【完】STRAY CAT
「あのさ」
「……うん」
「……俺と別れてくれる?」
ぴくり。肩が揺れる。
簡単に何か返すことは出来なくて、頬の筋肉が引き攣ったのを感じる。それから、「どうして、」とようやく出た声は、理由もわからず震えていた。
「すごく、鞠のこと好きだって思う。
だから別れる気も譲る気もなかったけど、」
「うん、」
自分の気持ちは封じ込めて、この人となら一緒にいられると思った。
どうせ来てしまう別れに悲しむなら、わたしのことを大事だと言ってくれる人と、一緒にいたかった。
「様子、ずっと見てたけど。
……鞠があいつのこと好きなの、見てたらわかるし」
「………」
「あいつも、鞠のこと好きなんだろうなって思ってたら、なんか、俺すげえ邪魔じゃんと思って。
……蒔もさ、俺といる時より断然楽しそうに笑ってんの」
ああ、そっか。

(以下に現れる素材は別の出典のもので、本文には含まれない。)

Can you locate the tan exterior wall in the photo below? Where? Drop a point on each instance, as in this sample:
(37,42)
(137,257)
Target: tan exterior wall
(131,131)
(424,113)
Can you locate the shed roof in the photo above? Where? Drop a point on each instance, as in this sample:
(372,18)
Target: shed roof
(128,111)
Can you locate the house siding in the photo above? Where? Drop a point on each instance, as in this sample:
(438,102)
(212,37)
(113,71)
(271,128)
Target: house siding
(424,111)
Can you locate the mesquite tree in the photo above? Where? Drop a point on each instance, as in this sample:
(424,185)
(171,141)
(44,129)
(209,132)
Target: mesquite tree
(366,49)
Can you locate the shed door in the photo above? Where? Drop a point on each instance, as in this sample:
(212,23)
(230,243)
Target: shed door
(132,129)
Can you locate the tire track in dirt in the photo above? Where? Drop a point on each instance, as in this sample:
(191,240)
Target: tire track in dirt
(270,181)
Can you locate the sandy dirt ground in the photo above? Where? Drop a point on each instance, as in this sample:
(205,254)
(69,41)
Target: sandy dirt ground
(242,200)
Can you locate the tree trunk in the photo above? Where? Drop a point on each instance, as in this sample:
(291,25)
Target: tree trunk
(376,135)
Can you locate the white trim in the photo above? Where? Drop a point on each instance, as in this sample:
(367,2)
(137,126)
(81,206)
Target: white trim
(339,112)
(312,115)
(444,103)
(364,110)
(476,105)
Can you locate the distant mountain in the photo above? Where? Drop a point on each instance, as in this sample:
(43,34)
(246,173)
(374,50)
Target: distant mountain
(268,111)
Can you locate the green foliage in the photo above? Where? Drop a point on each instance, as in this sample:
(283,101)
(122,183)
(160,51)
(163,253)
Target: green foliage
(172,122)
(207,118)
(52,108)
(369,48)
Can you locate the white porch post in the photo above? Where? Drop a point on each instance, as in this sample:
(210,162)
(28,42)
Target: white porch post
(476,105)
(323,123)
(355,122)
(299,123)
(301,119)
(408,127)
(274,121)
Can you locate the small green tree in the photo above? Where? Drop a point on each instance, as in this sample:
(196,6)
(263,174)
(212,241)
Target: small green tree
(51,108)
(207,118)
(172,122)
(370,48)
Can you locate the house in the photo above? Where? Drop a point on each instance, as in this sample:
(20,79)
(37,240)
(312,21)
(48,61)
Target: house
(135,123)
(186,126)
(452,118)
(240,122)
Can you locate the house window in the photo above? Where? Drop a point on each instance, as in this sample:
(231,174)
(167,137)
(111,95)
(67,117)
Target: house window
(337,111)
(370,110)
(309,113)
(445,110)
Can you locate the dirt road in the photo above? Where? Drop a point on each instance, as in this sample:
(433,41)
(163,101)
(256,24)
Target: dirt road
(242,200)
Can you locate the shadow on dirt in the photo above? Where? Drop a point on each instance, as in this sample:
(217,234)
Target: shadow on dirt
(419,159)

さっきの違和感はそれか。
普段も蒔はたくさん笑ってくれるけど、あれは"わたしを心配させないように"笑ってくれていて。
ついさっきの蒔は、本当に楽しそうに笑ってた。
蒔が何もわがままを言わなくなったり、なんでも我慢するより前、お母さんがいた頃と同じように。
「どうせ別れてしまうとしても、さ。
今はあいつと過ごしたいんだろうなって、思うから。……俺と別れて、ちゃんと向き合ってやれよ」
恭に別れを切り出した時、覚悟を決めた。
……でも本当は。ずっと、一緒にいたかった。